C'est que la poésie, comme tous les arts, à cette époque de transition, n'offrait que des imitations ou des copies d'un type commun ; rarement une idée neuve, avec une forme nouvelle, parvenait à se faire jour au milieu de toutes ces formes, de toutes ces idées, vieillies et usées ; dès que le génie se révélait par quelque œuvre de haute création, la médiocrité s'en emparait aussitôt pour la soumettre à des déguisements et à des métamorphoses successives. Ainsi, l'auteur inconnu de la Danse macabre n'eut pas plutôt créé cette sublime moquerie de la fragilité humaine et de l'égalité mortelle, que, de toutes parts, non seulement en France, mais dans l'Europe entière, on entendit grincer le rebec de la Mort, préludant à la dernière danse, et de graves méditations émurent les chrétiens, au spectacle de cette ronde inévitable qui embrasse dans-ses replis les palais comme les chaumières et mène au tombeau le pape comme le laboureur. Partout la Danse des morts déroula sa lugubre et fantastique allégorie : ce n'était plus une représentation mimique, jouée devant le peuple, dans le cimetière des Innocents à Paris ; c'était un éternel sujet de sculpture, de peinture, de poésie, de décoration, qu'on répétait sans cesse, même aux yeux des dames, même aux yeux des rois ; elle reparaissait, peinte sur les murs des églises et des hôtels, sculptée sur les chapiteaux des colonnes, ciselée sur la garde et le fourreau des épées, gravée dans les encadrements des miroirs, dans les ornements des livres d'Heures. Les vieux huitains dialogués entre la Mort et ses victimes furent imprimés bien des fois, augmentés, changés ou travestis par les éditeurs : la Danse des hommes, la Danse des femmes, la Danse des aveugles, tout prenait en vers l'image d'une Danse, dans laquelle la Mort, la Fortune, l'Amour ou quelque personnage allégorique faisait le rôle de ménétrier.

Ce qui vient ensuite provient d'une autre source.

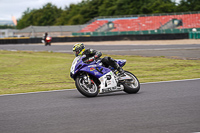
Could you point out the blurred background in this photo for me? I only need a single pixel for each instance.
(99, 18)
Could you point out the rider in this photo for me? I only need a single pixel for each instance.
(91, 55)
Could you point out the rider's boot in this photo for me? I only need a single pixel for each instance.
(121, 71)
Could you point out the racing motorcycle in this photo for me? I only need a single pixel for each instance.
(93, 78)
(47, 41)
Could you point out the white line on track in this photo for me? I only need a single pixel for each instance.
(74, 89)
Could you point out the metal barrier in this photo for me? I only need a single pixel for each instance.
(194, 35)
(166, 31)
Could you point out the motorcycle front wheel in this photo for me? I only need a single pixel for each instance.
(132, 85)
(85, 88)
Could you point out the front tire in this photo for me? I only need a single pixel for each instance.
(132, 86)
(88, 90)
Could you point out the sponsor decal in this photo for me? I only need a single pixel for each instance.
(92, 69)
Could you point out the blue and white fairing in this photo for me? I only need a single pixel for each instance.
(95, 68)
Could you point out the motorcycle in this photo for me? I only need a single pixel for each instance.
(93, 78)
(47, 41)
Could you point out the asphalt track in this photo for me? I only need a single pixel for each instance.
(164, 107)
(186, 51)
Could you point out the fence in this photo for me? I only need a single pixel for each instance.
(142, 24)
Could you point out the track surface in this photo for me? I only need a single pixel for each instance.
(188, 51)
(158, 108)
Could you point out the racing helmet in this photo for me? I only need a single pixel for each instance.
(78, 49)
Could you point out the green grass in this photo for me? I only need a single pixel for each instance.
(42, 71)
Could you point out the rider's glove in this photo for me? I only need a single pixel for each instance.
(91, 59)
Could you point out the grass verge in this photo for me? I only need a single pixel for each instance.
(22, 72)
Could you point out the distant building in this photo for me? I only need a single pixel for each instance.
(8, 33)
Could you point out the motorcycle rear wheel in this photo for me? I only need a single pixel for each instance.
(132, 87)
(88, 90)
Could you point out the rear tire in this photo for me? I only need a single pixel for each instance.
(85, 89)
(134, 87)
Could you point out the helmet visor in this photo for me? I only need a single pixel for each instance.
(76, 53)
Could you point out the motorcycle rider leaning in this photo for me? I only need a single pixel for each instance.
(91, 55)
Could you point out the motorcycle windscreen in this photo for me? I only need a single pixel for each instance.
(96, 71)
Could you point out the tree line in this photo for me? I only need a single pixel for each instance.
(86, 10)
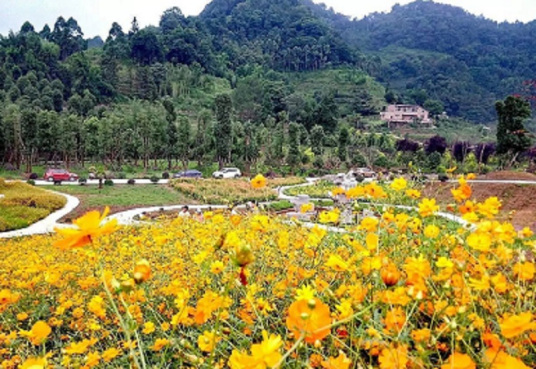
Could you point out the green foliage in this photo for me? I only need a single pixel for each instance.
(511, 135)
(293, 157)
(223, 131)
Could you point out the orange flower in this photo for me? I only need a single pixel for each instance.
(515, 325)
(142, 271)
(89, 227)
(39, 333)
(312, 318)
(395, 319)
(428, 207)
(421, 335)
(501, 360)
(524, 271)
(414, 194)
(459, 361)
(341, 362)
(394, 357)
(258, 182)
(160, 344)
(34, 363)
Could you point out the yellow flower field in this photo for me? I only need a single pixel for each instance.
(24, 204)
(398, 291)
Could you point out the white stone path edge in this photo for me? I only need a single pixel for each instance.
(47, 225)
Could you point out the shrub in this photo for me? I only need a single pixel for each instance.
(25, 204)
(443, 177)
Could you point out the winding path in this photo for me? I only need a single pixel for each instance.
(48, 224)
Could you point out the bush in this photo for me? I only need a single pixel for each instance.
(443, 177)
(280, 205)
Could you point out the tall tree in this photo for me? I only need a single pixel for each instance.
(183, 146)
(223, 128)
(512, 137)
(344, 140)
(172, 138)
(317, 140)
(293, 157)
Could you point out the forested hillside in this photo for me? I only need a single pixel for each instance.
(150, 93)
(437, 51)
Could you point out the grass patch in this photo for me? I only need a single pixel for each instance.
(319, 190)
(121, 197)
(280, 205)
(227, 191)
(24, 205)
(286, 181)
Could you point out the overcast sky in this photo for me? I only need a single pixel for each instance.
(96, 16)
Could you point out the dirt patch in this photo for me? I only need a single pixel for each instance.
(519, 201)
(509, 175)
(81, 210)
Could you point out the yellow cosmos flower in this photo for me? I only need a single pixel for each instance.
(34, 363)
(340, 362)
(399, 184)
(443, 262)
(414, 194)
(515, 325)
(479, 241)
(428, 207)
(431, 231)
(336, 263)
(459, 361)
(39, 332)
(305, 293)
(160, 344)
(207, 341)
(217, 267)
(369, 224)
(89, 227)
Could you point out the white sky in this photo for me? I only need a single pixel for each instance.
(96, 16)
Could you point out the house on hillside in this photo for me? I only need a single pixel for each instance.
(401, 115)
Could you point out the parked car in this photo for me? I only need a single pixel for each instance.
(55, 175)
(227, 173)
(188, 174)
(365, 172)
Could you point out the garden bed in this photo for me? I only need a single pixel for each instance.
(222, 191)
(24, 205)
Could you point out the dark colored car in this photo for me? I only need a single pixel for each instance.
(188, 174)
(55, 175)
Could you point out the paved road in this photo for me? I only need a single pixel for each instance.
(48, 224)
(96, 182)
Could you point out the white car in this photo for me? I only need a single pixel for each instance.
(227, 173)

Ensuite l'allégorie se jeta dans une autre route : un Allemand, Sébastien Brandt, avait écrit en latin une étrange moralité, intitulée Navis stultifera (la Nef des fous) ; le Monde y était figuré comme un grand vaisseau, où tous les fous s'embarquaient. Cette fantaisie ne réussit pas moins en France qu'en Allemagne ; on la traduisit, on l'imita, et les imitations allèrent toutes à bon port : la Nef des Folles, selon les cinq sens de Nature ; la Nef des Dames ; la Nef des Princes. Le Roman de la Rose dominait encore toute la littérature, avant que le Livre de François Rabelais eût conquis pareille influence universelle : ce ne furent pas seulement les alchimistes qui cherchèrent de l'or, mais les poètes qui en trouvèrent, dans ce roman mystérieux, que les curieux du Grand-Œuvre métallique ou poétique ne se lassaient pas de fouiller ; vingt poèmes sortirent de ce creuset ; la matière restait toujours la même ; l'imagination la plus hardie ne s'aventurait qu'en tremblant hors du domaine de l'imitation. Le Roman de la Rose renaissait, sous les titres de la Chasse, et le Départ d'Amour, du Château de Labour, de la Forêt de Conscience, et sous des transformations également bizarres, avec la froideur de l'allégorie et l'obscurité de la métaphysique ; les vices, les vertus, les passions, les idées les plus vagues étaient personnifiées et matérialisées. Par exemple, dans le Séjour d'Honneur, poème ou roman d'Octavien de Saint-Gelais, l'Homme ou l'Acteur est conduit par Sensualité, dans le chemin de Fleurie-Jeunesse jusqu'au port de Mondaine-Liesse ; il aborde à l'île de Vaine-Espérance, à travers la mer Mondaine-Périlleuse ; il franchit le Val du monde, s'endort au logis de Cas-Fatal, pénètre dans la Forêt d'Aventures, arrive au Château d'Honneur, s'efforce de monter l'Échelle de Fortune, et ne veut plus d'autre guide que Raison. Tel est à peu près le cadre ordinaire de tous les poèmes issus du Roman de la Rose, calques pâles et glacés d'un dessin original, parfait dans son genre, et plein de verve et de coloris.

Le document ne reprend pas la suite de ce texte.